Les habitants de l’île, opposés à la réforme, manifestent depuis mai pour exiger que le gouvernement de Paris respecte l’accord de Nouméa.
Le gouvernement parisien prend depuis des mois des mesures restrictives à l’encontre des habitants de l’île et impose depuis environ 4 mois un couvre-feu nocturne en Nouvelle-Calédonie.
13 personnes ont perdu la vie dans les incidents qui ont éclaté depuis le 13 mai sur l’île, où des milliers de forces de sécurité françaises supplémentaires ont été dépêchées.
Le Premier ministre français de centre-droit Michel Barnier a annoncé le 1er octobre lors de son discours à l’Assemblée générale de l’Assemblée nationale que les élections régionales en Nouvelle-Calédonie étaient reportées.

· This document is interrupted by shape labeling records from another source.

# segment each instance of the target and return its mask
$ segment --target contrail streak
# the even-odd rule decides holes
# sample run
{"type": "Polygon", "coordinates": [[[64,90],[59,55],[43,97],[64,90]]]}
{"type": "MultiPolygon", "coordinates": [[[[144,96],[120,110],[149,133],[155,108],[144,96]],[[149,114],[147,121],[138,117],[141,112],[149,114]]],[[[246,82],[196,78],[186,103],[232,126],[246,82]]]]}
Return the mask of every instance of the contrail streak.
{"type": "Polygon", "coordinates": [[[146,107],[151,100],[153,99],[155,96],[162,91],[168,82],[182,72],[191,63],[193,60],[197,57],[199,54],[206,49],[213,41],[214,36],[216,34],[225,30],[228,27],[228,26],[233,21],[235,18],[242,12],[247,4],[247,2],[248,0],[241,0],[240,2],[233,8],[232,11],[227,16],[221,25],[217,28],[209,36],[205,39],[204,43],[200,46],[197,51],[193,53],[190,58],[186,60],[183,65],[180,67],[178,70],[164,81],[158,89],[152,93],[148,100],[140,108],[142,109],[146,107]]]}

Barnier avait annoncé que la réforme constitutionnelle controversée visant à augmenter le nombre d’électeurs sur l’île ne serait pas présentée au Congrès, où les deux chambres du parlement se sont réunies pour son approbation finale.
La Nouvelle-Calédonie a obtenu le statut d’autonomie avec l’Accord de Nouméa en 1998 et, dans cet accord, le droit de vote était limité aux personnes qui résidaient sur l’île avant 1998 et à leurs enfants afin d’éviter que les autochtones ne deviennent une minorité sur leurs propres terres. .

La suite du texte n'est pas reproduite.